As he stood in line to greet the President, Czolgosz was hiding a .32 calibre Iver Johnson revolver beneath a handkerchief. When he reached the front of the line, he slapped away McKinley’s extended hand and shot him twice at point blank range in the stomach. One of the bullets ricocheted off a button and lodged itself in McKinley’s jacket, the other wounded him severely in the lower abdomen. As Czolgosz readied himself to pull the trigger for a third time the man behind him in the queue struck him roughly in the neck and knocked the gun out of his hand. Other members of the crowd surrounded Czolgosz and began punching and kicking him so vigorously that the wounded McKinley felt obliged to step in and ask them to go easy on him. At first McKinley’s doctors thought that the President’s injuries were non-fatal but within a few days he had developed gangrene in the wound and by the 14th September he was dead. A grand jury indicted Czolgosz with first-degree murder on September 16th and he went on trial at the State Courthouse in Buffalo on the 23rd. Czolgosz, who not only refused to co-operate with the prosecution but also with his own defence team, pleaded guilty to the charges against him but was overruled by the Judge who insisted that a not guilty plea be entered to allow the full trial to go ahead. The prosecution case just took two days to deliver, the defence a mere 27 minutes, the time it took Czolgosz’s lawyer to deliver a half-hearted plea for clemency to the jury and judge, claiming that his client was insane. The jury took even less time to deliberate; they were back in the courtroom less than half an hour after being dismissed to consider their verdict. Czolgosz was executed at Mount Auburn penitentiary on October 29th 1901, by being given three shocks of 1800 volts in the electric chair. Before being buried an autopsy revealed that he had had bad teeth and chancroids on his genitals, most likely the result of a sexually transmitted disease. A death mask was taken and his body was buried in the prison cemetery after sulphuric acid had been poured into his coffin to ensure that it decomposed quickly. His clothes and possessions were burnt in the prison incinerator. 

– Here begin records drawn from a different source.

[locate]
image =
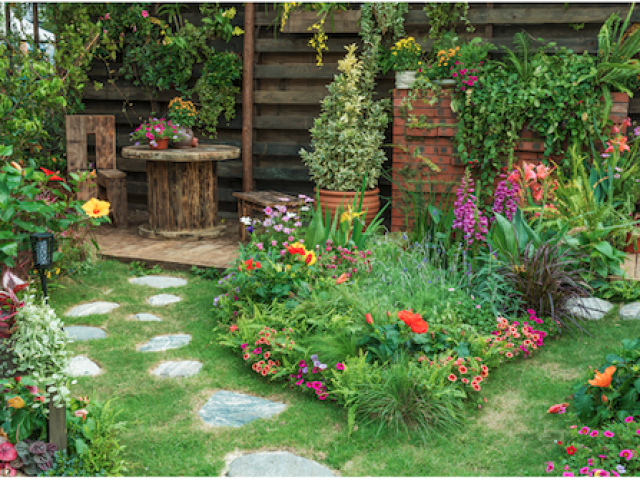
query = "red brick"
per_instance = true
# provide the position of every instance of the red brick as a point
(447, 131)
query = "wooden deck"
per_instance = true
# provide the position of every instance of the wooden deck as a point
(126, 245)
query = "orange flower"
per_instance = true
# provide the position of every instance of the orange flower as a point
(603, 379)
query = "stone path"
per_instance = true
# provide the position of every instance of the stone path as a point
(93, 308)
(162, 300)
(159, 281)
(276, 464)
(81, 366)
(165, 342)
(185, 368)
(223, 409)
(82, 333)
(230, 409)
(147, 317)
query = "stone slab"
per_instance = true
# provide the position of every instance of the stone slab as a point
(630, 312)
(81, 366)
(184, 368)
(147, 317)
(162, 300)
(93, 308)
(589, 308)
(276, 464)
(230, 409)
(159, 281)
(165, 342)
(82, 333)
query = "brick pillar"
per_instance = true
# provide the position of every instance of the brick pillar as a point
(433, 141)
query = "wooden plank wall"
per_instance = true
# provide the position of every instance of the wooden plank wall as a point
(289, 86)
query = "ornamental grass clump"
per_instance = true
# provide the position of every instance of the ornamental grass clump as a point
(348, 136)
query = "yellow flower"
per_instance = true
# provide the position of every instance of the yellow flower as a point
(15, 402)
(96, 208)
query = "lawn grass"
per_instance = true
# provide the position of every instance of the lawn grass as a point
(512, 435)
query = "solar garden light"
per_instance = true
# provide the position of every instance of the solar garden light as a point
(42, 248)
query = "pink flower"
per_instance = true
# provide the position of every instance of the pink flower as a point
(81, 413)
(626, 454)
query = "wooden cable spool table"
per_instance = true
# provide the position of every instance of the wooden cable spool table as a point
(183, 190)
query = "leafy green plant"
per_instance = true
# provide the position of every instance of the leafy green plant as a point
(613, 395)
(616, 66)
(347, 137)
(22, 415)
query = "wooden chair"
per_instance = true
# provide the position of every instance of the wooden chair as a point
(252, 204)
(111, 183)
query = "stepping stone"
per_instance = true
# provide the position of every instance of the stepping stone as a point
(229, 409)
(82, 333)
(162, 299)
(159, 281)
(82, 366)
(589, 308)
(186, 368)
(93, 308)
(165, 342)
(147, 317)
(276, 464)
(630, 312)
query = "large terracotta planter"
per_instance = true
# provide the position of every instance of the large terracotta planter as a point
(333, 199)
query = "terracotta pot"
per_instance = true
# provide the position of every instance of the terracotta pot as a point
(186, 142)
(332, 199)
(161, 144)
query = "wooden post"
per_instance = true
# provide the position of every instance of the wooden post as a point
(247, 98)
(58, 426)
(36, 28)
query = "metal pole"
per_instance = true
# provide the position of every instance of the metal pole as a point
(247, 98)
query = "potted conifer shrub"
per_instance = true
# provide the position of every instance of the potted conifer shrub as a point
(348, 136)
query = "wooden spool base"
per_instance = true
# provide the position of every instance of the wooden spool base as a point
(194, 235)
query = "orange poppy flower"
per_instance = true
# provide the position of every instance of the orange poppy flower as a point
(603, 379)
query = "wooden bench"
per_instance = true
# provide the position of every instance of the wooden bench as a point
(111, 183)
(252, 204)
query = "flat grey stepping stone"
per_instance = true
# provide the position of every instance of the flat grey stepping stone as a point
(82, 366)
(159, 281)
(630, 312)
(229, 409)
(589, 308)
(93, 308)
(82, 333)
(185, 368)
(276, 464)
(147, 317)
(165, 342)
(162, 299)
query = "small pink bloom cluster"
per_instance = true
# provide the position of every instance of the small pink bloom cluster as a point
(343, 260)
(519, 337)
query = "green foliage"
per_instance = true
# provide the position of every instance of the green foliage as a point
(94, 437)
(401, 397)
(347, 137)
(40, 346)
(216, 89)
(444, 16)
(621, 397)
(28, 421)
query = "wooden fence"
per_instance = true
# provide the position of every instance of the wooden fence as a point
(288, 86)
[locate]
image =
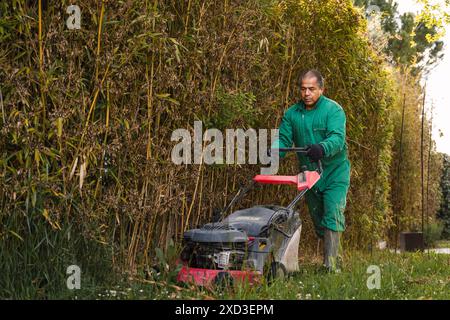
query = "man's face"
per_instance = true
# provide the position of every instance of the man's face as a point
(310, 91)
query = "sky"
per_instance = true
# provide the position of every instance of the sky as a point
(438, 87)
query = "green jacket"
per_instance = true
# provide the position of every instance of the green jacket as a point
(324, 124)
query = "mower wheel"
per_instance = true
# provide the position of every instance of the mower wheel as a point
(223, 280)
(277, 271)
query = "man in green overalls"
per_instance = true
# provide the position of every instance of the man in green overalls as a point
(318, 122)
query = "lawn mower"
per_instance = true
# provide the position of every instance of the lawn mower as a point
(251, 243)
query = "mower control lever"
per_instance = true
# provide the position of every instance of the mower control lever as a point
(301, 151)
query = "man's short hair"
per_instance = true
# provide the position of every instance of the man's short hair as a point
(313, 73)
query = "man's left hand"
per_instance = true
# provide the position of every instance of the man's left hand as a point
(315, 152)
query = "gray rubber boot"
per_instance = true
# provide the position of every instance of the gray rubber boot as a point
(331, 251)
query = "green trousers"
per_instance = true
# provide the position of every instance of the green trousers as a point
(327, 206)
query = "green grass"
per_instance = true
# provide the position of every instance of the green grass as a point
(403, 276)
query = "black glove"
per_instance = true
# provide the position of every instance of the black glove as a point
(315, 152)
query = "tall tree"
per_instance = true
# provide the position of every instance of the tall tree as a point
(411, 43)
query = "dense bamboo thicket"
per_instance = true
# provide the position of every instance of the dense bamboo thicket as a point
(85, 170)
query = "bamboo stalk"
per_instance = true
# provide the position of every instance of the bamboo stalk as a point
(41, 67)
(421, 153)
(100, 25)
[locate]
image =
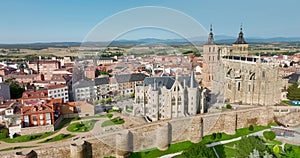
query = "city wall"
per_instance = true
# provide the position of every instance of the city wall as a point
(157, 135)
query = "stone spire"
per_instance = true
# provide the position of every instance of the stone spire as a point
(240, 39)
(192, 79)
(155, 85)
(211, 37)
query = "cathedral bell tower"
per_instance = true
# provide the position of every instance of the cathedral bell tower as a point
(210, 60)
(240, 47)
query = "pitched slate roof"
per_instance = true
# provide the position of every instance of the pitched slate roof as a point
(83, 84)
(168, 81)
(160, 81)
(101, 80)
(130, 77)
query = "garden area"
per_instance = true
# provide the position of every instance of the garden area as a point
(156, 152)
(17, 147)
(215, 137)
(26, 138)
(82, 126)
(115, 121)
(57, 138)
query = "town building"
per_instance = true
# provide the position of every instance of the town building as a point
(126, 82)
(37, 115)
(239, 78)
(44, 67)
(159, 98)
(4, 91)
(58, 91)
(91, 89)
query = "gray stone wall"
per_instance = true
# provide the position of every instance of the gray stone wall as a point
(36, 130)
(160, 134)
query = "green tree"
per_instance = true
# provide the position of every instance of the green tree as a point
(3, 133)
(251, 128)
(228, 106)
(108, 100)
(213, 136)
(132, 95)
(247, 144)
(276, 149)
(270, 135)
(109, 115)
(16, 90)
(219, 135)
(293, 92)
(199, 150)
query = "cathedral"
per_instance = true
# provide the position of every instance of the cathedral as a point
(238, 77)
(167, 97)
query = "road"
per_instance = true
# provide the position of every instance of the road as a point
(97, 130)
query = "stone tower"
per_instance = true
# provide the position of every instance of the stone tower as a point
(210, 60)
(240, 47)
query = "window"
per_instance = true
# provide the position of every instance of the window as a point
(48, 116)
(173, 101)
(34, 117)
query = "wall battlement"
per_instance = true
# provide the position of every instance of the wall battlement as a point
(157, 135)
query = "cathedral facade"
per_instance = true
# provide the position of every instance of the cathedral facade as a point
(238, 77)
(167, 97)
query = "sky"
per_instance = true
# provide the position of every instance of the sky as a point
(26, 21)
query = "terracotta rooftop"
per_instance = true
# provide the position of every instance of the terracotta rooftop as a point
(56, 86)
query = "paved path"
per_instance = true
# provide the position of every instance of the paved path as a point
(171, 155)
(259, 133)
(97, 130)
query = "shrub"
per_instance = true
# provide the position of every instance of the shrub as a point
(219, 135)
(270, 135)
(276, 149)
(76, 118)
(228, 106)
(109, 116)
(251, 128)
(3, 133)
(213, 136)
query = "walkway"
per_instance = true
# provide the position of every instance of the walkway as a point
(95, 131)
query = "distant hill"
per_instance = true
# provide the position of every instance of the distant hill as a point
(196, 40)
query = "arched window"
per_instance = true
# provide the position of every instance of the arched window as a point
(173, 100)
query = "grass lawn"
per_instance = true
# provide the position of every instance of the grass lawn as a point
(240, 132)
(64, 122)
(112, 110)
(228, 152)
(17, 147)
(115, 121)
(27, 138)
(83, 126)
(156, 153)
(57, 138)
(286, 102)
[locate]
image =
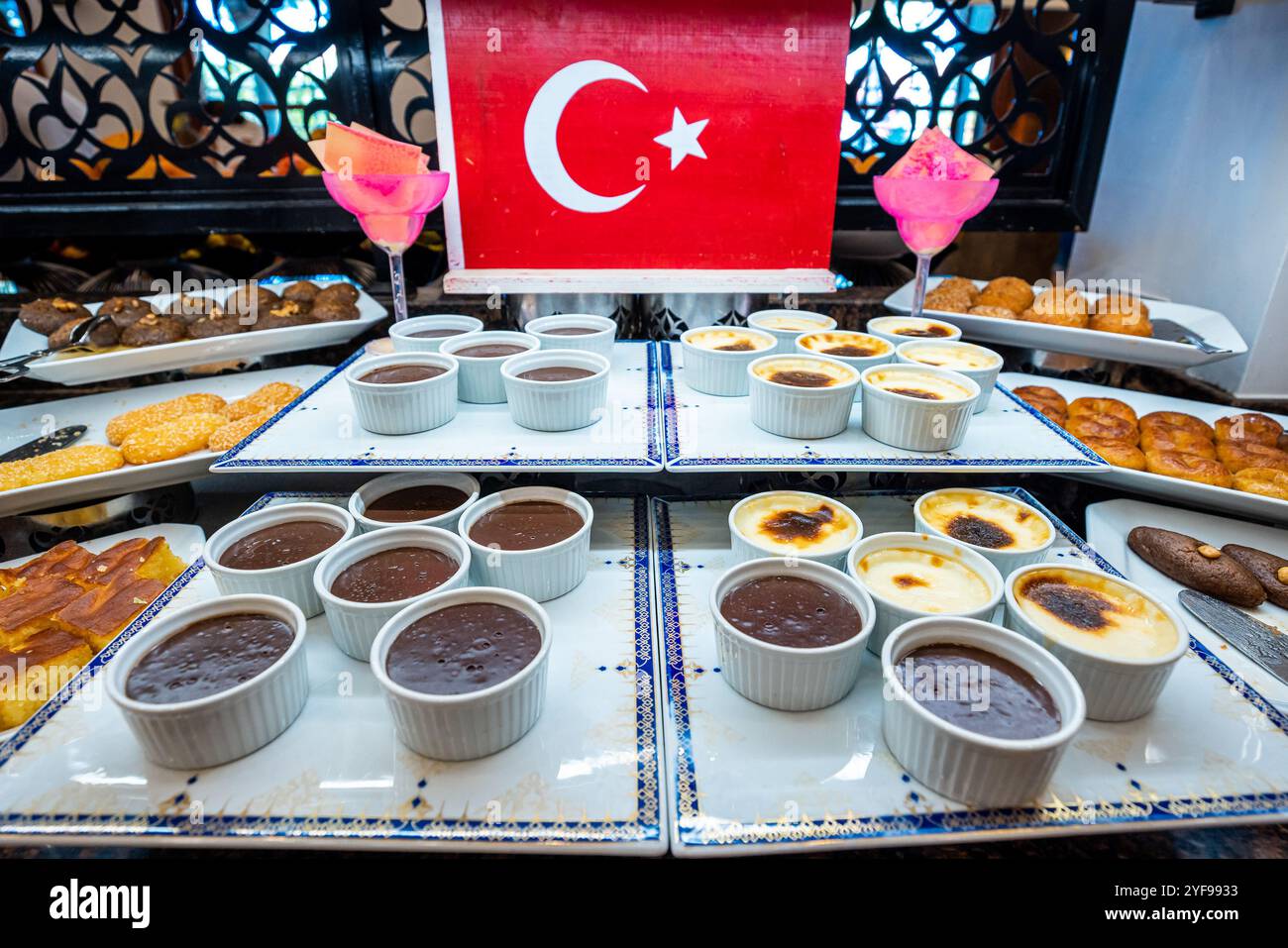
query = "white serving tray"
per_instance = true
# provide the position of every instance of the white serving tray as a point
(1103, 346)
(748, 780)
(26, 423)
(1206, 496)
(711, 433)
(321, 433)
(1108, 526)
(185, 541)
(587, 780)
(120, 364)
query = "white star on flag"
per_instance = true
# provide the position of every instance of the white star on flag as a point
(683, 138)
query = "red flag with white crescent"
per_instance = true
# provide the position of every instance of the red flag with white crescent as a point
(662, 134)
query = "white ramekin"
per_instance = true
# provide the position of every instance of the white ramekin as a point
(403, 340)
(720, 372)
(597, 342)
(381, 485)
(292, 581)
(1117, 689)
(984, 377)
(785, 340)
(544, 574)
(746, 548)
(917, 424)
(790, 679)
(481, 377)
(1005, 561)
(892, 614)
(465, 727)
(404, 407)
(961, 764)
(793, 411)
(355, 625)
(855, 363)
(881, 325)
(557, 406)
(219, 728)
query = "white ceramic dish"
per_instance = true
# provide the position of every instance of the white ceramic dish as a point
(291, 581)
(124, 364)
(747, 780)
(587, 780)
(481, 438)
(917, 424)
(380, 487)
(404, 339)
(1117, 689)
(721, 372)
(557, 406)
(599, 342)
(22, 424)
(542, 574)
(1106, 346)
(962, 764)
(798, 412)
(777, 677)
(1004, 559)
(481, 380)
(477, 724)
(1203, 496)
(884, 326)
(407, 407)
(218, 728)
(1108, 526)
(707, 433)
(747, 548)
(892, 614)
(786, 338)
(986, 377)
(355, 625)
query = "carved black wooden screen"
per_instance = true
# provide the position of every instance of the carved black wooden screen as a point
(193, 115)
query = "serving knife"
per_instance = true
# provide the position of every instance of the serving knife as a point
(1263, 644)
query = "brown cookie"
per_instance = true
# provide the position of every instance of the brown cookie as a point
(1271, 571)
(154, 330)
(47, 314)
(1197, 565)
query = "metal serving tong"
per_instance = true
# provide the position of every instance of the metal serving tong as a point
(18, 366)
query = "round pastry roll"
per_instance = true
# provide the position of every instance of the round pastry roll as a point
(1250, 425)
(1175, 464)
(1237, 455)
(1120, 454)
(1006, 292)
(1168, 438)
(993, 312)
(1106, 427)
(1265, 480)
(1103, 406)
(1177, 419)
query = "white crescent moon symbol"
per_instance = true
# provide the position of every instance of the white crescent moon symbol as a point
(542, 123)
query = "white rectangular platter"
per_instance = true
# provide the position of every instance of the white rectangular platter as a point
(24, 424)
(1104, 346)
(1206, 496)
(185, 541)
(709, 433)
(121, 364)
(321, 433)
(748, 780)
(587, 780)
(1108, 526)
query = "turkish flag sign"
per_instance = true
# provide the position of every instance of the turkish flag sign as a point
(668, 134)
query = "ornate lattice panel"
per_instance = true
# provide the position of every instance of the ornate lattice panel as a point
(194, 114)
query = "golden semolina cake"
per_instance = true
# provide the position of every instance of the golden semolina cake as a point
(35, 670)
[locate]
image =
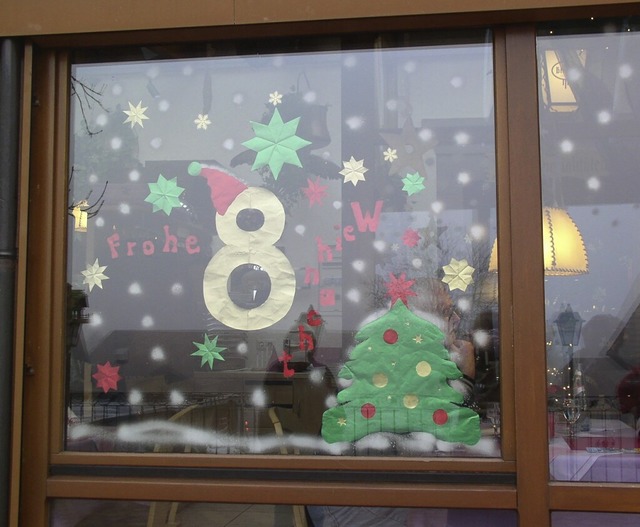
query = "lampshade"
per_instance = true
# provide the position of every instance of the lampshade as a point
(564, 250)
(81, 216)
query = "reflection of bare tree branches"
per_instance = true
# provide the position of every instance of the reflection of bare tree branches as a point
(86, 96)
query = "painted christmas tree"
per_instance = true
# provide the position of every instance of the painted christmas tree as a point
(400, 371)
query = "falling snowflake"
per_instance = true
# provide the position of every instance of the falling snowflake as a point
(107, 376)
(413, 183)
(208, 351)
(458, 274)
(163, 194)
(353, 171)
(275, 98)
(135, 114)
(410, 238)
(202, 122)
(315, 192)
(390, 154)
(276, 144)
(94, 274)
(399, 288)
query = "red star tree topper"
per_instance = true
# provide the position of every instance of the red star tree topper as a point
(107, 377)
(399, 288)
(410, 238)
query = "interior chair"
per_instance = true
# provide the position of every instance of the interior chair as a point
(218, 416)
(299, 511)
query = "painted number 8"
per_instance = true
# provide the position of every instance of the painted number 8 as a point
(254, 247)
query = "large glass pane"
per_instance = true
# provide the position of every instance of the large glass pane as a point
(96, 513)
(284, 252)
(589, 105)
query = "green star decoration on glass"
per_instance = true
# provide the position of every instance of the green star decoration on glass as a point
(163, 194)
(208, 351)
(413, 183)
(276, 144)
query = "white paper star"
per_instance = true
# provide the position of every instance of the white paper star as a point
(353, 171)
(136, 114)
(202, 121)
(390, 154)
(458, 274)
(94, 275)
(275, 98)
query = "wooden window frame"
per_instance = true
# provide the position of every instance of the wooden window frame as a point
(523, 368)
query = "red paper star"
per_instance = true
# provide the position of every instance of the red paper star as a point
(410, 238)
(399, 288)
(315, 192)
(107, 377)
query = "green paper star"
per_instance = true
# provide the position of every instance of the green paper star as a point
(276, 144)
(413, 183)
(209, 351)
(94, 275)
(163, 194)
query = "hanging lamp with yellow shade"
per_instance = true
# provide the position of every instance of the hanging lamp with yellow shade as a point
(564, 250)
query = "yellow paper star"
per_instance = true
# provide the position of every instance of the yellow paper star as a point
(353, 171)
(94, 274)
(458, 274)
(136, 114)
(202, 121)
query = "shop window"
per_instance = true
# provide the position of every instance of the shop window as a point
(284, 251)
(98, 513)
(590, 196)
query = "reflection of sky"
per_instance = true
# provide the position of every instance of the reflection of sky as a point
(611, 287)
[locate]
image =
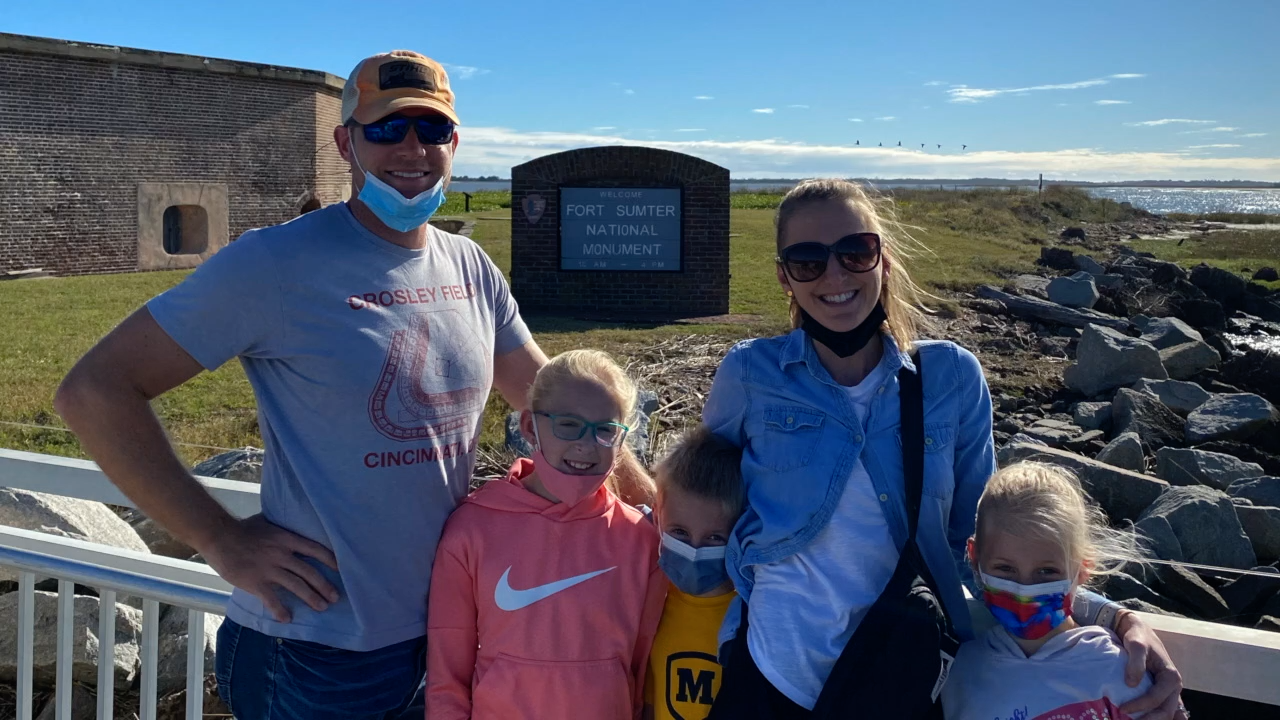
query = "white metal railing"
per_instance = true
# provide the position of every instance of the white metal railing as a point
(1212, 657)
(113, 572)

The McKinley monument in the centre of Niagara Square is a 69-foot-high obelisk of marble from Italy and Vermont, standing on a 24-foot-high base, which bears an inscription saying ‘this shaft was erected by the State of New York to honor the memory of William McKinley, twenty-fifth President of the United States of America.’ After a list of his political achievements the inscription carries on, ‘William McKinley died in Buffalo September 14, 1901 victim of a treacherous assassin who shot the President as he was extending to him the hand of courtesy.’  There are four lions surrounding the base, each 12 feet long and weighing 12 tons, they were sculpted by Alexander Phimister Proctor of New York City and based on Sultan, a Barbary lion who, along with a  female named Bedouin Maid, was presented to the Bronx Zoological Park by Nelson Robinson in 1903 (just three years before the zoo put the Congolese pygmy Ota Benga on display in the same cage as an orang-utan). The monument cost $190,000 to build and was dedicated on September 6, 1907, the 6th anniversary of the shooting. Over 100,000 people turned out in a heavy downpour to see the dedication service.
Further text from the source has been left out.